愛人とは
「な、なに? 愛人って、何言ってるの? どういうこと?」
「あれ? たくちゃん、もしかして愛人の意味知らない?」
首を傾げてどこか呑気な調子でかなちゃんが聞いてくる。意味じゃねーよ! と言おうとして、でもそれより先にかなちゃんが、もっと驚くことを言った。
「愛人って言うのは、準結婚相手みたいなものだよ。形式は人によるけど、法律的には、結婚していない人と愛人関係を結んだなら殆ど結婚関係と同じくらいの関係になるよ」
「ほうりつ?」
え? ちょっと、ちょっと待った。え、法律? 法律的に愛人が認められているってこと?
予想外の連続で、頭がパンクしそうだ。くらくらしてきて、頭を抑える。
「えっと、ちょっと説明しようか。一回座って、落ち着いて。市子ちゃんからだと恥ずかしいだろうから、私からするね」
「う、うん」
「うん、お願い」
すぐ近くのベンチに座る。2人が心配そうに見てくる。かなちゃんが僕の隣に座って、愛人について説明してくれた。

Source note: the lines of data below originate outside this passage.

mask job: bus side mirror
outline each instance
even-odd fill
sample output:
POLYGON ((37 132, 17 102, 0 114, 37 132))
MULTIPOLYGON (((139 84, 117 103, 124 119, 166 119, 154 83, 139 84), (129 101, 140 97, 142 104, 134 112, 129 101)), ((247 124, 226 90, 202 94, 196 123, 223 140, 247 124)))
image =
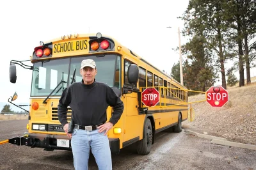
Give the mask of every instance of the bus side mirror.
POLYGON ((132 85, 132 88, 137 84, 139 79, 139 69, 137 65, 134 64, 129 65, 127 71, 127 78, 129 83, 132 85))
POLYGON ((10 65, 9 67, 10 81, 12 83, 15 83, 17 80, 16 76, 16 66, 10 65))
POLYGON ((112 87, 112 89, 114 91, 115 93, 116 93, 116 96, 118 97, 121 97, 121 91, 116 87, 112 87))

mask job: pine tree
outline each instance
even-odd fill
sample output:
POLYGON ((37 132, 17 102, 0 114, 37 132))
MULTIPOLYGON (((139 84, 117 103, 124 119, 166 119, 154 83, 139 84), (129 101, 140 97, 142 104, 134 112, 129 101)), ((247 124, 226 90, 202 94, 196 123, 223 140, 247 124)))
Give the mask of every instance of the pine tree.
POLYGON ((237 79, 236 78, 236 75, 233 72, 231 72, 228 75, 228 80, 227 80, 227 84, 232 87, 236 85, 238 82, 237 79))

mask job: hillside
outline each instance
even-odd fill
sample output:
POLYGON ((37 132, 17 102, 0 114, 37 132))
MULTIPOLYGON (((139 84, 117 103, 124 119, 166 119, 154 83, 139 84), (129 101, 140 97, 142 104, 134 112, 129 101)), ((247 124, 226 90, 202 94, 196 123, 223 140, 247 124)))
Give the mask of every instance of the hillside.
MULTIPOLYGON (((182 128, 205 132, 230 141, 256 145, 256 83, 228 88, 227 91, 228 102, 221 108, 212 107, 206 102, 192 104, 194 121, 184 121, 182 128)), ((205 95, 198 95, 188 100, 193 102, 205 98, 205 95)))

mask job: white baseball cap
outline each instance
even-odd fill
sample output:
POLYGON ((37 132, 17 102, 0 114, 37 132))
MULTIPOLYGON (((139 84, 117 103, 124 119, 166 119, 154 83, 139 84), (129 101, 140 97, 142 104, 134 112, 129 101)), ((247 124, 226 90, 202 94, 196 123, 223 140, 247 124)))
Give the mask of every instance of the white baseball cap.
POLYGON ((92 68, 95 68, 96 64, 95 62, 92 59, 86 59, 82 61, 80 69, 83 69, 85 66, 90 66, 92 68))

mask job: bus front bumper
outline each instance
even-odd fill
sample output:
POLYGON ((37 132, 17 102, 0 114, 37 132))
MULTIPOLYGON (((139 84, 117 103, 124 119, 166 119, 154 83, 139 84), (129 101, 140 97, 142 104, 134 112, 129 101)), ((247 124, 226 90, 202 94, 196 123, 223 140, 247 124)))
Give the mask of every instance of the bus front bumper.
MULTIPOLYGON (((120 141, 118 138, 108 138, 111 153, 119 153, 120 141)), ((9 143, 18 146, 26 145, 31 148, 44 148, 45 150, 72 150, 71 139, 63 135, 48 135, 29 134, 28 136, 20 136, 9 139, 9 143), (65 146, 60 146, 58 141, 67 143, 65 146)))

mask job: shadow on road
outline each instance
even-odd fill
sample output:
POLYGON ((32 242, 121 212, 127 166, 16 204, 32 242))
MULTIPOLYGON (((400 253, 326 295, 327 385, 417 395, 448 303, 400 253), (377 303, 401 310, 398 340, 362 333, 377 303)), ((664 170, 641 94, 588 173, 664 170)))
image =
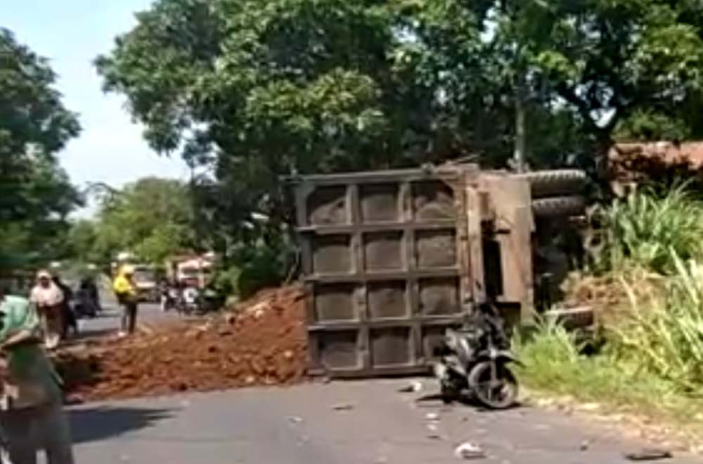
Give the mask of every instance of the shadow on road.
POLYGON ((170 409, 98 406, 70 410, 75 444, 117 437, 150 427, 172 415, 170 409))

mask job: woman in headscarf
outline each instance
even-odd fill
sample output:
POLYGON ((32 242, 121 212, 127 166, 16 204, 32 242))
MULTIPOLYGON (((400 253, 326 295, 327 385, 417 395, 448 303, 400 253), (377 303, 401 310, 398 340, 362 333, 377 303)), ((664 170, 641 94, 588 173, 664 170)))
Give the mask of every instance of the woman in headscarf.
POLYGON ((58 346, 64 332, 63 299, 63 292, 54 283, 51 274, 48 271, 37 273, 30 300, 37 307, 44 343, 50 349, 58 346))

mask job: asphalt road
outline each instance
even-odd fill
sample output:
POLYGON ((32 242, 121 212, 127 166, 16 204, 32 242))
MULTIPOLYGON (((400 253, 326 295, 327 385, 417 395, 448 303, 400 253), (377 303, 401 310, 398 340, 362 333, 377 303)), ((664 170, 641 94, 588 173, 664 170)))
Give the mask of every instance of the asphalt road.
MULTIPOLYGON (((646 444, 595 423, 521 408, 418 404, 406 381, 311 384, 83 405, 70 410, 79 463, 616 464, 646 444), (430 420, 433 415, 439 420, 430 420)), ((695 463, 675 456, 670 463, 695 463)))
MULTIPOLYGON (((148 323, 173 320, 153 305, 148 323)), ((116 311, 84 323, 97 335, 117 327, 116 311)), ((187 368, 187 366, 183 366, 187 368)), ((408 380, 309 384, 70 408, 77 462, 112 464, 444 464, 457 445, 478 445, 484 462, 617 464, 647 444, 565 413, 503 413, 418 403, 408 380), (434 416, 438 420, 433 420, 434 416)), ((434 385, 425 381, 423 392, 434 385)), ((700 462, 675 456, 670 463, 700 462)))

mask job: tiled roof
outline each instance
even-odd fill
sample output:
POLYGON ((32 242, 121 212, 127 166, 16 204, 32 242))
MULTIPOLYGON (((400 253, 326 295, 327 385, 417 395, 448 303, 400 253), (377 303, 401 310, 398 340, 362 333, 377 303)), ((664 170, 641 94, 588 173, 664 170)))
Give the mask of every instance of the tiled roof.
POLYGON ((676 163, 688 160, 695 167, 703 167, 703 142, 651 142, 646 143, 617 143, 611 150, 610 159, 617 161, 627 158, 659 157, 676 163))

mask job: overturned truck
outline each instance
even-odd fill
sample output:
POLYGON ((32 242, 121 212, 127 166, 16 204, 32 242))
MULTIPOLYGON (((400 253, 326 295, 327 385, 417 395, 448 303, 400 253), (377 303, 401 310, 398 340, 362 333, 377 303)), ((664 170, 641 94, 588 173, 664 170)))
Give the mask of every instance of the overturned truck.
POLYGON ((292 179, 311 373, 425 371, 444 330, 489 299, 531 319, 536 224, 582 215, 585 181, 475 165, 292 179))

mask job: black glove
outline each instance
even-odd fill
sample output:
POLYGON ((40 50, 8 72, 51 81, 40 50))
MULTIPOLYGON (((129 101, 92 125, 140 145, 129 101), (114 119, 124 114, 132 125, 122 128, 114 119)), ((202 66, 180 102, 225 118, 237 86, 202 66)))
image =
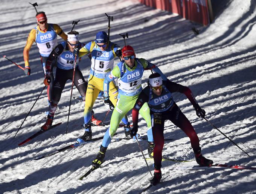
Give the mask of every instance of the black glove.
POLYGON ((49 86, 50 83, 51 83, 51 78, 50 76, 46 75, 44 80, 44 83, 46 86, 49 86))
POLYGON ((79 50, 80 48, 78 47, 75 48, 74 49, 74 51, 73 51, 73 56, 74 57, 75 57, 76 55, 78 55, 78 53, 79 53, 79 50))
POLYGON ((120 57, 122 56, 122 48, 119 47, 116 52, 115 52, 115 54, 116 56, 120 57))
POLYGON ((25 73, 25 75, 30 75, 30 68, 28 66, 25 67, 24 73, 25 73))
POLYGON ((110 100, 109 99, 109 98, 107 99, 104 99, 104 103, 105 104, 105 107, 108 110, 111 111, 112 108, 115 108, 113 103, 112 103, 112 102, 111 102, 110 100))
POLYGON ((200 117, 204 118, 205 116, 205 111, 203 108, 201 108, 200 107, 197 108, 195 110, 196 112, 197 112, 197 115, 200 117))

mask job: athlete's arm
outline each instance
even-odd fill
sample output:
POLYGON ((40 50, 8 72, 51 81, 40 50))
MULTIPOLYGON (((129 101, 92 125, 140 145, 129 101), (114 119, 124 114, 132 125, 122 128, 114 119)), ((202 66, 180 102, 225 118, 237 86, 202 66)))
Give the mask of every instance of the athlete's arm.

僕の認識では、愛人と言うのはいわゆる不倫相手と言うか、結婚して正式な相手がいるのに浮気している相手をさすと思っていた。何というか、法律的には悪者って言うか、後ろめたい存在と言う認識だった。
だけどこっちの世界では、愛人と言うのは法律的にも定められた存在だった。結婚するのと同じような手続きで役所的に法律的に認められた関係だ。婚姻関係の相手がいれば基本的にその人が相手の生活を保障しあうけど、愛人はその次に保障する義務があるらしい。
とかなんとか、システム的な詳細とかも色々教えてもらったけど、あまり頭には入ってこなかった。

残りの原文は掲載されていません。